王族の結婚は慎重におこなわれる。万が一離婚となれば国家間のトラブルの元になるからだ。それを避けるために約半年、仮初めの夫婦として一緒に過ごす。
「期間はわかりました。もう一つは?」
リアムは真剣な眼差しを向けながら言った。
「魔女の評判を良くしたい。それを手伝うのが二つ目の条件だ」
ミーシャは目を見開いた。
「フルラとグレシャー国では、魔女は怖い存在、悪い者となっている。そのことについては貴女も思うところがあるだろう。少しでいい。魔女の印象が良くなるように協力して欲しい」
魔女の印象は昔から悪く、クレアが魔鉱石を作ったことで地に落ちた。
リアムが今もクレアの墓参りを続けるのには、師匠である魔女を今でも慕っていると公にするため。彼女の名誉を回復したいからだ。
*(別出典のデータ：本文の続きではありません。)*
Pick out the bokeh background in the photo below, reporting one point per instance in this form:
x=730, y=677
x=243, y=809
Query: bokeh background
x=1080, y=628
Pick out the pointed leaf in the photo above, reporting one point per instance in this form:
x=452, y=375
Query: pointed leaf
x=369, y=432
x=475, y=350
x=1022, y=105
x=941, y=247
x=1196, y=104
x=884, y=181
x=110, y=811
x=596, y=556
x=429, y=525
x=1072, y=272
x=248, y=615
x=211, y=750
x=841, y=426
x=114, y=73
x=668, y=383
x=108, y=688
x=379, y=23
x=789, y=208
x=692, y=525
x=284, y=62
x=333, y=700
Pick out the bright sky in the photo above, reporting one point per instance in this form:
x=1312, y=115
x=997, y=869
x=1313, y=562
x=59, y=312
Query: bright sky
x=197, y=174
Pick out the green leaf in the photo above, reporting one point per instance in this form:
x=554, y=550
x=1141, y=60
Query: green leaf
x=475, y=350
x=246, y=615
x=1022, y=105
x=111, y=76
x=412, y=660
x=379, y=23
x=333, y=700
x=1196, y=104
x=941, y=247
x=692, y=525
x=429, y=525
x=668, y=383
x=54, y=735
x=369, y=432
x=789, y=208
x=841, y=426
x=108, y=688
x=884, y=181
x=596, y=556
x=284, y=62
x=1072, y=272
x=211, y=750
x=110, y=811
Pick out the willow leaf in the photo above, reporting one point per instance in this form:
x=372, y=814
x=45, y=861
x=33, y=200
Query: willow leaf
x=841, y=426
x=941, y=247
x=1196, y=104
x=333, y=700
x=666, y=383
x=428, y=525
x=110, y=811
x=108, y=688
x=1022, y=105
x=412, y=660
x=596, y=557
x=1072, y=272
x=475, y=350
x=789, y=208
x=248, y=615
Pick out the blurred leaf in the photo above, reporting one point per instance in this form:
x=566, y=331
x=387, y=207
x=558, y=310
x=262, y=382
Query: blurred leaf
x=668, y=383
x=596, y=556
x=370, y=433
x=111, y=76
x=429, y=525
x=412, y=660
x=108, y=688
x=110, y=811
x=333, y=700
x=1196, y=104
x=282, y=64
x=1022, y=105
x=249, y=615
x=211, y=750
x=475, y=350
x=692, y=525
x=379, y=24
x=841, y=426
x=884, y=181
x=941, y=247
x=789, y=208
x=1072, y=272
「私は陛下の病を治したい。陛下は魔女の印象を良くしたい。お互い相手のしたいことに協力する、ということですね?」
「そうだ」
ミーシャは下を向いた。自分の手のひらを見つめる。
「私は、みんなに好かれようとは思っていません。魔女の被害にあった人たちが大勢いるからです。先祖が犯した罪を粛々と償いたいと思っています」
「被害が出たのは戦争のせいだ。魔女のせいでも魔鉱石でもない」
彼の言葉に思わず顔をあげた。
「過去の痛ましい出来事をなかったことにはできない。だが、未来を生きる者たちのために我々が今、一番すべきことは、いがみ合ってさらなる禍根を残すことではない。互いを認め、尊重し歩み寄ることが大事だ」
胸がじんっと熱くなった。
「憎しみ合う者同士が歩み寄るのは、簡単なことではありません……」
詰まらせながらミーシャが言葉を紡ぐと、リアムはゆっくり目を閉じた。
「正直、憎しみを消すのは難しい。大事な人を失った哀しみも、とても理解できる。だからこそ、今生きている大切な人たちに同じ思いをさせたくない。魔女を憎むのではなく、前を向いて欲しいと思っている」
かつての弟子はとても立派に成長したと、ミーシャは密かに感動した。
「大切な人たちを守りたいという陛下の気持ちはよくわかりました。協力させていただきます」
「契約成立だな」
リアムはミーシャに手を差し出した。
幸せになることを諦めている弟子が心配だった。リアムの身体を治してあげたかった。
――婚約を利用して傍で観察する。そうすれば、魔力を使わないですむ方法をきっと、見つけることできる。
ミーシャは大きな彼の手をそっと握った。
「前を向く。それは、陛下もですよ」
リアムは一瞬目を見開いたあと、「善処はする」と、静かな声で言った。